Sebastian Ramirez and Honji Wang
Wang Ramirez
Sadlers Wells

Sebastian Ramirez and Honji Wang in Borderline Credit: Agathe Poupeney
Wang Ramirez company dancers in Borderline Credit: Agathe Poupeney

Sadler’s Wells's annual Breakin’ Convention brings some of the most innovative dancers and makers in hip hop to the stage. Choreographic duo Sebastian Ramirez and Honji Wang have been creating work as their company Wang Ramirez since 2007 and at this year’s festival they present Borderline, a performance that fuses breaking, contemporary and ariel—with a twist.

In near darkness, we watch two female dancers in bungee harness struggle towards a cage-like metal cube. They play with the counterweight between them as they try to reach it, forever a step too far away.

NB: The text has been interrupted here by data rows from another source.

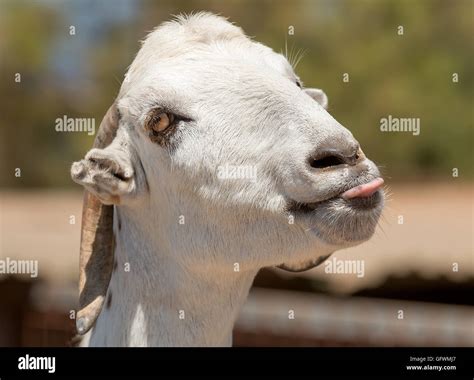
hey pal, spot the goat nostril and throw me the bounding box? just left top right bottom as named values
left=355, top=147, right=365, bottom=162
left=308, top=144, right=364, bottom=169
left=309, top=154, right=346, bottom=169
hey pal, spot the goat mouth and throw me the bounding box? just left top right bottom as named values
left=288, top=178, right=384, bottom=214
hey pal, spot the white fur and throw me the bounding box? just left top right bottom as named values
left=72, top=13, right=383, bottom=346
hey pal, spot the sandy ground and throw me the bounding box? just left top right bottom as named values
left=1, top=183, right=473, bottom=293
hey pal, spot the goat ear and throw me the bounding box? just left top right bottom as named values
left=71, top=104, right=119, bottom=335
left=305, top=88, right=328, bottom=109
left=72, top=144, right=136, bottom=206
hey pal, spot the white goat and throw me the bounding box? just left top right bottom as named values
left=71, top=12, right=384, bottom=347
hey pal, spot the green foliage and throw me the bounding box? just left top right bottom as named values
left=0, top=0, right=472, bottom=187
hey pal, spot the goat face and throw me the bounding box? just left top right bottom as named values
left=72, top=13, right=384, bottom=279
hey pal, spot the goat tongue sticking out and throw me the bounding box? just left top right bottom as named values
left=341, top=178, right=384, bottom=200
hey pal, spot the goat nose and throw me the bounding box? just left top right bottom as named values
left=308, top=145, right=364, bottom=169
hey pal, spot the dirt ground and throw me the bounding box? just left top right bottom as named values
left=1, top=183, right=473, bottom=293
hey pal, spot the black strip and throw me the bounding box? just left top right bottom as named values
left=0, top=347, right=472, bottom=378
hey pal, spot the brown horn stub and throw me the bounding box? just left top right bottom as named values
left=76, top=104, right=119, bottom=335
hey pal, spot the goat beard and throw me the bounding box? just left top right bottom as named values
left=277, top=254, right=332, bottom=273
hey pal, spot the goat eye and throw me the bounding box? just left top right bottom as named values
left=296, top=80, right=302, bottom=89
left=144, top=108, right=182, bottom=147
left=150, top=112, right=174, bottom=133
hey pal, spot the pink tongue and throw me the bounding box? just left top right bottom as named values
left=341, top=178, right=384, bottom=199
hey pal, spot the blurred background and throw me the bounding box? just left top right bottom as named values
left=0, top=0, right=473, bottom=346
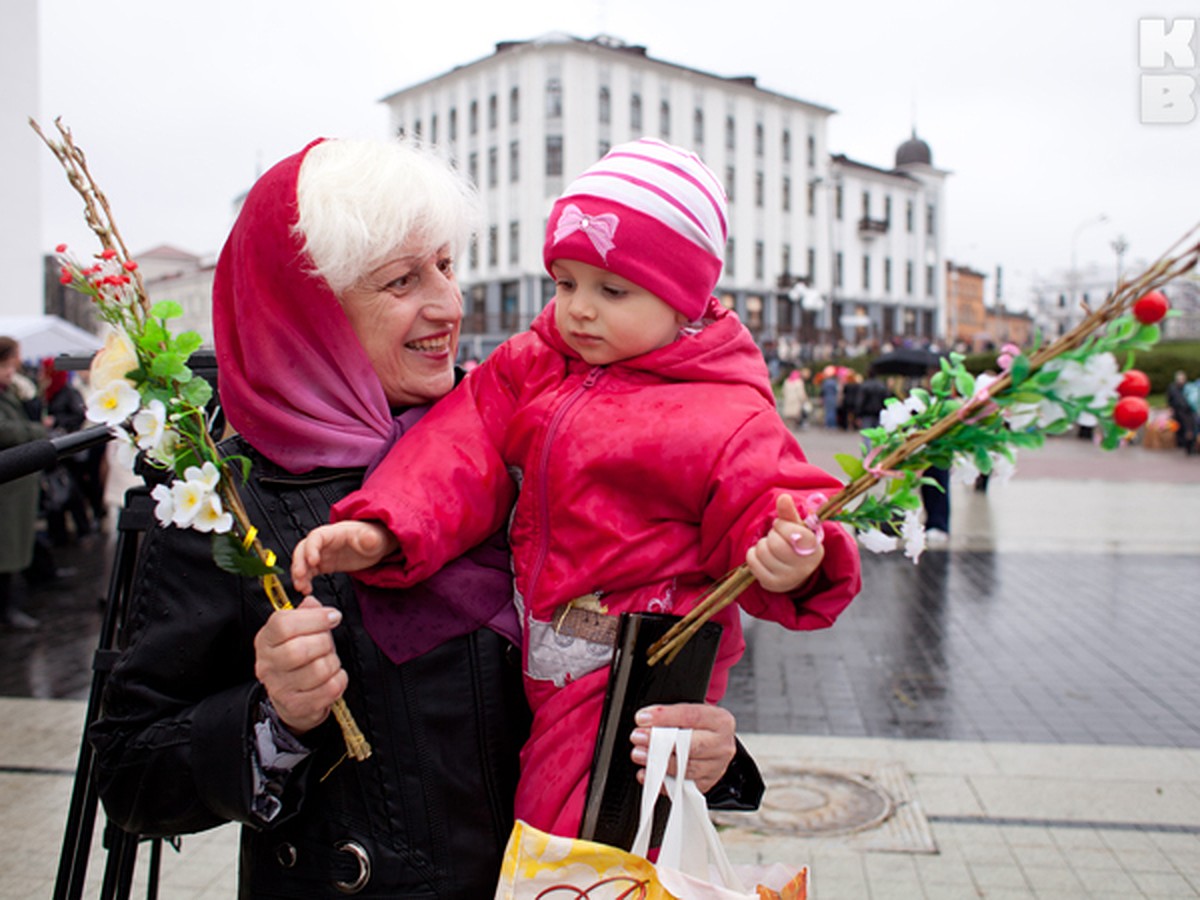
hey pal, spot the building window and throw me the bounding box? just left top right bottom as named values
left=509, top=140, right=519, bottom=183
left=546, top=135, right=563, bottom=176
left=469, top=101, right=478, bottom=135
left=598, top=140, right=611, bottom=158
left=659, top=100, right=671, bottom=138
left=835, top=252, right=844, bottom=288
left=806, top=134, right=815, bottom=167
left=754, top=171, right=764, bottom=208
left=725, top=166, right=735, bottom=202
left=862, top=191, right=870, bottom=219
left=834, top=184, right=843, bottom=220
left=906, top=200, right=914, bottom=233
left=926, top=203, right=936, bottom=236
left=725, top=115, right=736, bottom=150
left=488, top=225, right=498, bottom=268
left=430, top=114, right=438, bottom=145
left=906, top=260, right=914, bottom=294
left=501, top=283, right=519, bottom=331
left=862, top=255, right=871, bottom=290
left=413, top=119, right=422, bottom=140
left=693, top=108, right=705, bottom=145
left=782, top=176, right=791, bottom=212
left=755, top=122, right=764, bottom=157
left=449, top=107, right=457, bottom=141
left=546, top=78, right=562, bottom=118
left=487, top=146, right=498, bottom=187
left=510, top=86, right=520, bottom=123
left=630, top=93, right=642, bottom=130
left=468, top=151, right=478, bottom=185
left=469, top=234, right=479, bottom=269
left=926, top=264, right=935, bottom=296
left=782, top=244, right=791, bottom=276
left=884, top=257, right=892, bottom=292
left=754, top=241, right=765, bottom=280
left=599, top=86, right=611, bottom=124
left=782, top=129, right=791, bottom=162
left=488, top=94, right=498, bottom=130
left=807, top=181, right=816, bottom=217
left=726, top=237, right=735, bottom=277
left=884, top=195, right=892, bottom=225
left=509, top=221, right=519, bottom=265
left=807, top=247, right=815, bottom=280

Borderline revolves around a subtle, and very clever, use of rigging. It allows the cast of six—three male dancers, two female and one rigger—to execute moves with an incredible sense of weightlessness. In a duet between two of the male dancers, it at first appears they are using their body weight alone to move through a series of complex balances.

Yet, as they pull against and rebound off each other with astounding suppleness and elasticity, you begin to realise that they must also be working with rigging. It’s a masterful illusion and, because Ramirez and Wang do not always try to hide the wires, throughout Borderline you constantly question what is and what isn’t there.

Sometimes, the effect is puppet-like, the dancers’ limbs pulled in random directions as if controlled by an outside force which, in some respects, is exactly what is happening. The movement is choreographed to a fine-tuned balance between the dancers and the rigger and the interplay between them is fascinating to see.

Although Borderline uses wires, the choreography is rarely airborne. It remains rooted in the grounded movements of b-boying and contemporary dance, and the tension of this constant pull between flight and earth bound movement brings new possibilities to partner work and breaking.

As they spin, jump and flip, the dancers seemingly resist the pull of gravity. It’s gripping, exciting choreography and the dancers clearly have fun performing it. At one point, the female dancers jauntily enter in super high heels. Their awkward strutting, combined with the smooth, intricate choreography, is an amusing combination and their captivated audience laughs along with them.

The closing scene takes a more serious tone with a duet between Wang and Ramirez. It’s the one moment where the choreography becomes airborne and the grace and fluidity of flight gives a romantic quality to their work. It’s a somewhat abrupt end as Wang soars away into the blackness, but it’s a credit to this company that you just don’t want the show to end.

In fact, it’s not quite the end. In true Breakin’ Convention style, the curtain call culminates in a battle between the cast: a quick burst of individual skills met by cheers and applause from an enthusiastic audience. Borderline is an endlessly intriguing work, intelligent but fun—if you get a chance, go and see it.